Bertrand Russell’s friend and colleague1 Alfred North Whitehead is one of the most forward thinking philosophers but hardly known beyond the world of science. This may be due to his erudite nature that shines through in his mentally challenging oeuvres such as Process and Reality (1928) and due to his openness of interest in being a mathematician, a physicist and a philosopher.
In order to understand Whitehead’s Process Philosophy, his unique understanding as a physicist and philosopher of the universe must be considered first. In his line of thinking the universe doesn’t consist of set objects that one could define in relation to other set objects. The universe is not certain, static or limited but he rather sees it as a movement, a flow and a process. Thus, matter does not consist of matter but of processes. A process is defined by the interaction that connects matters such as binding energy in molecules for example. The world as Whitehead holds is in movement, ever changing and so is our knowledge of it. According to Whitehead it doesn’t make sense to look at the object but to look at the relatedness of actual entities. When change is the essence, then the process is the actuality itself. Not the object in motion is to be looked at rather than the movement itself. This is his creative and unique order of understanding.
His ultimate telos as a scientist of one theory that once proven holds true forever cannot exist due to the dynamic and ephemeral nature of the world and of our human knowledge. Whitehead humbly accepts (and indeed underlines) this condition of scientific theory when he introduces the term of the Fallacy of Misplaced Concreteness:


„There is an error; but it is merely the accidental error of mistaking the abstract for the concrete. It is an example of what I will call the ‘Fallacy of Misplaced Concreteness’. This fallacy is the occasion of great confusion in philosophy.”2

Whitehead holds that we tend to falsely put direct experience in the abstract and thereby confusion can ensue by mistaking an abstract concept or belief about the human mind for a concrete reality for example. For me, the same could happen in regard to the body-mind problem. We try to grasp the nature of our mind with scientific methods that capture the extrinsic features but what about the intrinsic, qualitative and subjective ones? What if the content of our consciousness is not a neat object to be examined and described in a clear linguistic way, but prone to error and confusion? I wonder how and if at all a theory can actually achieve to solve the mind-body problem in the end. Whitehead would hold that no theory can ever solve the mind-body problem. In his opinion, it is not necessarily the cognitive faculty of the human mind that is needed to yield knowledge but the feeling for things.3


1 Russel and Whitehead wrote Principia mathematica together being published in 1910-1913.

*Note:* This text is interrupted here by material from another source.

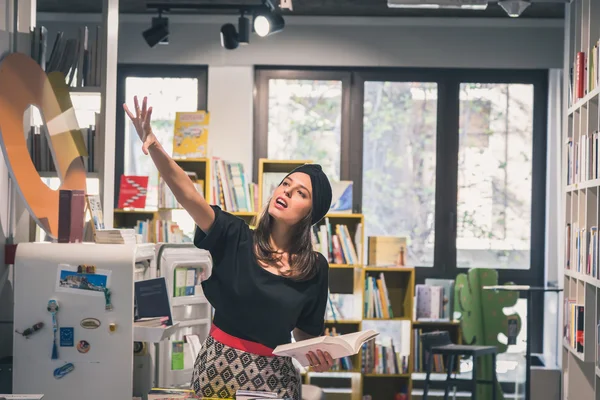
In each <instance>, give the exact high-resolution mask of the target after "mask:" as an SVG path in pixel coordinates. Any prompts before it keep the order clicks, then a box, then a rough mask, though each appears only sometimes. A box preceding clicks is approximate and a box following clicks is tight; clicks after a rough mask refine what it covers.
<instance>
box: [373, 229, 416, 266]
mask: <svg viewBox="0 0 600 400" xmlns="http://www.w3.org/2000/svg"><path fill="white" fill-rule="evenodd" d="M406 242H407V238H406V237H402V236H369V238H368V240H367V243H368V245H369V255H368V258H367V260H368V261H367V262H368V264H369V265H372V266H375V267H387V266H405V265H406Z"/></svg>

2 Alfred North Whitehead: Science and the modern World. Lowell Lectures, 1925, III, p. 64.

3 Alfred North Whitehead: Process and Reality, III, 2: Feelings are positive prehensions. „A feeling cannot be abstracted from the actual entity entertaining it. This actual entity is termed the „subject” of the feeling. It is in virtue of its subject that the feeling is one thing. If we abstract the subject from the feeling we are left with many things. Thus a feeling is a particular in the same sense in which each actual entity is a particular. It is one aspect of its own subject.” Ibid, III, 3, p. 221.